I am home in heaven, dear ones;
Oh, so happy and so bright!
There is perfect joy and beauty
In this everlasting light.
All the pain and grief is over,
Every restless tossing passed;
I am now at peace forever,
Safely home in heaven at last.
There is work still waiting for you.
So, you must not idly stand;
Do it now, while life remaineth-
You shall rest in God's own land.
When that work is all completed,
He will gently call you Home;
Oh the rapture of that meeting,
Oh the joy to see you come!

We know he is home in Heaven and reunited with my grandmother and other family members, but it doesn't stop us from missing him here. It is really difficult to express what an influence both of my grandparents had on my life. I was so blessed to have such a very close relationship with them and to be able to learn from them and see the example they provided for me. 

The service for my granddaddy was very special. Three of my cousins and I all spoke about him. When we were finished, the pastor talked about what an amazing tribute it was and how many men would love to know that their family cherished them so and that their grandchildren and great-grandchildren would rise up and speak in their memory. He was truly the patriarch of our family as my grandmother was the matriarch. The role has now shifted. Our family has forever changed, but the legacy left by both of them is a powerful one and will continue to guide the future generations as they live on through us. It is still difficult for me to write about, but I will end with the words I spoke at his funeral. I have said before, a granddaddy is a very special person and I will love and miss mine forever.

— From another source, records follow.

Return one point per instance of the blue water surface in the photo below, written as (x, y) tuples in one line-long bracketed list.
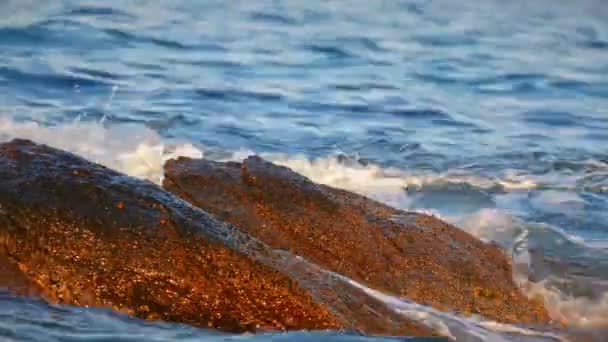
[(504, 92)]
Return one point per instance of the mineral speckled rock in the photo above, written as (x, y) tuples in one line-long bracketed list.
[(86, 235), (412, 255)]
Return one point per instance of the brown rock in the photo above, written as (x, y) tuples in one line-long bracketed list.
[(412, 255), (90, 236)]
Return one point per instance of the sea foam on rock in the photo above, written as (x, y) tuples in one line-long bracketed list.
[(408, 254), (75, 232)]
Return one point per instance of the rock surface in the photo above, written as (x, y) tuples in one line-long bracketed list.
[(411, 255), (86, 235)]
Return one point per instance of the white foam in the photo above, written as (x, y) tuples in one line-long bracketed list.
[(140, 152), (134, 150)]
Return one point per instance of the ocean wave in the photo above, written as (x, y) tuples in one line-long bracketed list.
[(140, 152)]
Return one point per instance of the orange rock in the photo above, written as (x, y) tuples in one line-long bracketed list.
[(416, 256), (162, 259)]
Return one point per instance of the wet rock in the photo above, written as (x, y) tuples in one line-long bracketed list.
[(412, 255), (87, 235)]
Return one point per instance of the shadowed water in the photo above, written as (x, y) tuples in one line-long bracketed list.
[(492, 115)]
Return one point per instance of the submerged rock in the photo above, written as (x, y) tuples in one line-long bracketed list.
[(82, 234), (408, 254)]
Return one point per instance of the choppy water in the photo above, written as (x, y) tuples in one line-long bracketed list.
[(492, 115)]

I have so many wonderful memories of my granddaddy, but one of my favorites is coming to my grandparents' house after school to find him fishing on the wall at their house. I would go down and sit beside him and we'd talk for a while. He would tell me stories of family members, friends, and people in the community. He knew everyone's name and he knew the date of every birth, death, marriage, or event that had occurred. He would talk to me about my day and sometimes he would just tease me. He loved to "aggravate" as he'd say, and I lost my nose quite often to him. Fortunately, he always put it back. But during those times and the thousands of others he would sit and talk to me, he was teaching me important lessons.

My grandaddy taught me to love my family. He believed you stood by your family and that you loved and cared for them without judgment. This extended to the community as well. He would say, "you can't judge someone for their actions because you haven't walked in their shoes." He believed in helping people when they needed help. he told me not too long ago, that he always tried to treat everyone "fairly", but I told him that he had been much more than just "fair". Everywhere I go, when someone learns that I am Ben Edd Scandlyn's granddaughter I hear what a wonderful man he was and often the specific impact he had on their lives.

My granddaddy taught me to love and cherish life. He loved being alive, being with his family, laughing, having fun, and to be around children. He told me that children made a family complete. My granddaddy taught me to love and trust to the Lord and to be faithful to my church. I am comforted today knowing he is healthy and happy in Heaven.

I am proud to be Ben Edd Scandlyn's granddaughter. I am thankful for all of the stories and lessons he shared with me. I will pass those on to my children and I know he will live on through them, but above all else, to me, he was my GRANDDADDY.

He was a constant in my life. I always knew where to find him and what I would find when I did. To me, he is a flannel shirt against my cheek, irish spring soap, a wooden cane, a scratchy gray beard against my lips, a cool hand on my face. he is the taste of watermelon in the warm sun, cold coca-cola out of a glass bottle, "old-time" hymns sung from a green church pew. He is the soil of his garden under my bare feet, the ripple of the lake in the glittering sun, the rustle of a breeze through the fall leaves. He is the roots of my life and I am who I am today partly because I am Ben Edd Scandlyn's granddaughter.

I love you granddaddy, and I miss you so.